En prenant la décision d’aller en Afrique du Sud, je n’avais jamais pensé vivre l’expérience que j’ai vécue. J’avais déjà visité plusieurs pays en développement, vu d’autres réalités, connu d’autres cultures, mais jamais je n’avais vu un pays avec autant de contradictions. Ce n’est pas seulement mon expérience dans la brousse qui m’a conquise mais plutôt toute mon expérience en tant que jeune naïve de pays riches en sol africain. Je suis tombée en amour avec ce pays pour sa beauté, pour sa biodiversité mais également pour ses défauts qui m’ont permis de prendre conscience d’une problématique qui va bien au-delà de mes petits problèmes qui préoccupent ma vie trop facile. Ses défauts sont le résultat d’une injustice sociale et sont les contrecoups d’une ségrégation raciale qui a duré beaucoup trop longtemps.

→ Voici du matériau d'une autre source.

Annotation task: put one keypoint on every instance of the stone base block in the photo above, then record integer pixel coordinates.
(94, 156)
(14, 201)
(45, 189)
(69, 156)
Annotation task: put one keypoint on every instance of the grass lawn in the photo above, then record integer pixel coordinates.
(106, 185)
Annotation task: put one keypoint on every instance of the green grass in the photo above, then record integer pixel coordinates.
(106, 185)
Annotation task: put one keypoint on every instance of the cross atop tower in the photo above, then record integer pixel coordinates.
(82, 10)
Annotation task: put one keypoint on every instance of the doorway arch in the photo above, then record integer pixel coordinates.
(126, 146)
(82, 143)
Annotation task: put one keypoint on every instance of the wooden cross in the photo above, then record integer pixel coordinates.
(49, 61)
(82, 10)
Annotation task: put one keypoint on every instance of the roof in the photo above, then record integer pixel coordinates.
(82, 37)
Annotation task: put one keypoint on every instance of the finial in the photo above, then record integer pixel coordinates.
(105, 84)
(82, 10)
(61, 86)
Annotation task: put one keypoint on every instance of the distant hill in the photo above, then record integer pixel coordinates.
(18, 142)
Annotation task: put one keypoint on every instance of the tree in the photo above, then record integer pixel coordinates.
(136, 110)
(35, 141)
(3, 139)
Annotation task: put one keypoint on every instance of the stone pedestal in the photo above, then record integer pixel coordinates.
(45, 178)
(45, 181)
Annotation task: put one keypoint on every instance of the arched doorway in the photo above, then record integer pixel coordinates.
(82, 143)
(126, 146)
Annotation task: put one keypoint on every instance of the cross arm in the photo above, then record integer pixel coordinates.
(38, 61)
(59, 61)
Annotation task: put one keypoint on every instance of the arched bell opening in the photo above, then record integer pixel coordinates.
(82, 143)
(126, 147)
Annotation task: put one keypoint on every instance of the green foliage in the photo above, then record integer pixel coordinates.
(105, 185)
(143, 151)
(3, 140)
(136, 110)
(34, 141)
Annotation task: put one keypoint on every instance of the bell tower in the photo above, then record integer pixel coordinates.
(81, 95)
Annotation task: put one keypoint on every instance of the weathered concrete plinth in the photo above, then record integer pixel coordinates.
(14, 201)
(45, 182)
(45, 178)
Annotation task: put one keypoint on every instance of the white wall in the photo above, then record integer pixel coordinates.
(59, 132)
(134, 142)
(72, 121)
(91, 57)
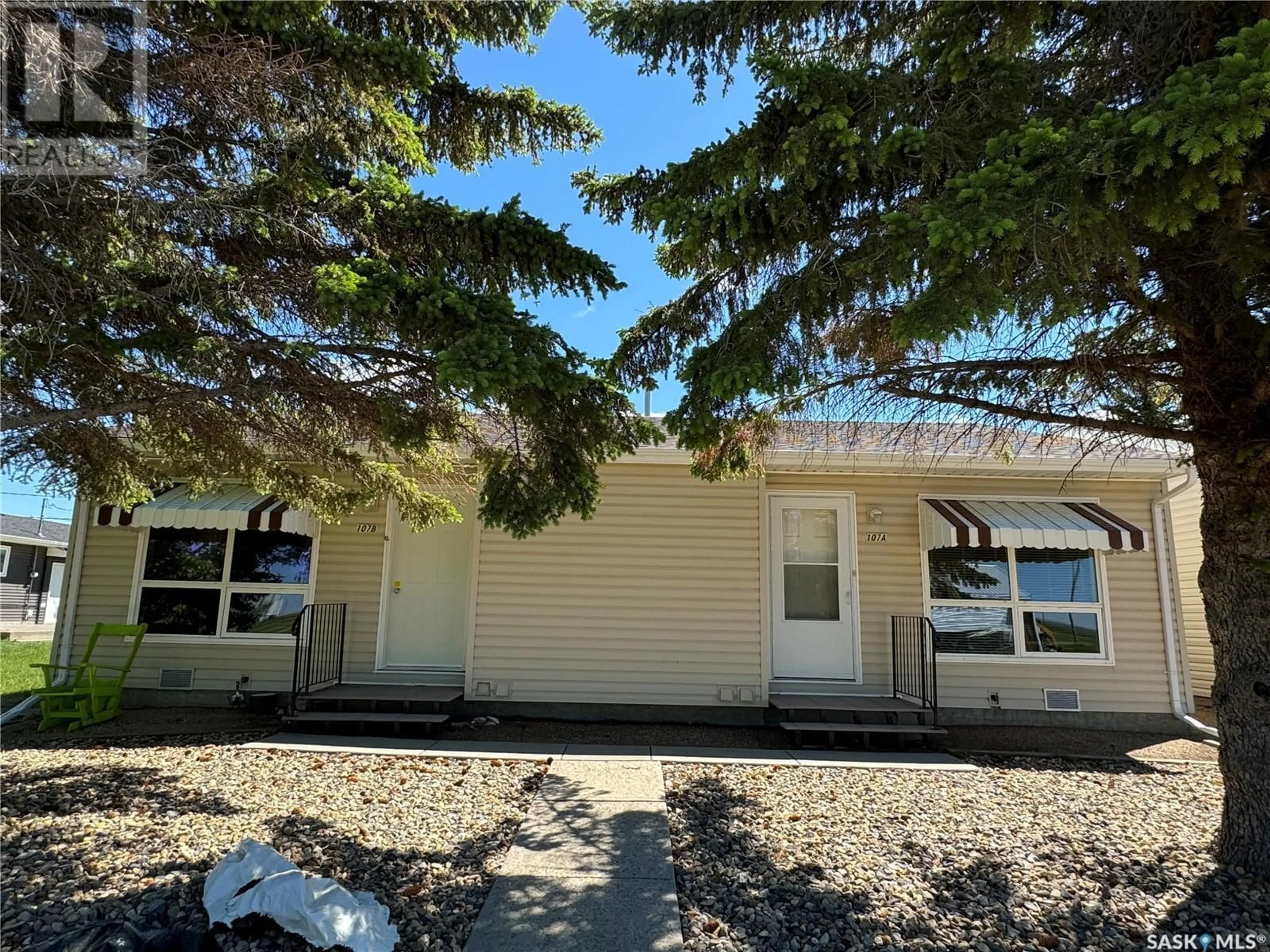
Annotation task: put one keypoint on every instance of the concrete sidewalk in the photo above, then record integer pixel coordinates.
(590, 869)
(512, 751)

J’ai entrevue ce qu’est l’Afrique mais également ce qu’elle pourrait être à travers le regard des Sud-Africains qui ont subi l’oppression. Les blessures du peuple ne sont pas encore pansées et, avec près de 5,7 millions de personnes atteintes du VIH dans le pays, il n’est pas sans dire que les problèmes ne sont pas finis d’être réglés. Pourtant, l’Afrique du Sud est un des plus beaux pays du monde qui ne décevra certainement pas les voyageurs désireux de découvrir ses merveilles.

Cette année, c’est au Japon que je tenterai de découvrir de nouvelles splendeurs. J’imagine que ce pays en a également beaucoup à m’apprendre avec sa culture riche, ses paysages à couper le souffle et sa capitale de 38 millions d’habitants.

2 commentaires sur “Comment je suis tombée en amour avec l’Afrique?

  1. C’est un très beau texte qui nous permet de bien comprendre tout ce que tu as ressenti lors de ce voyage où tu mets en parallèle la vie du roi de la jungle et celle de ses habitants.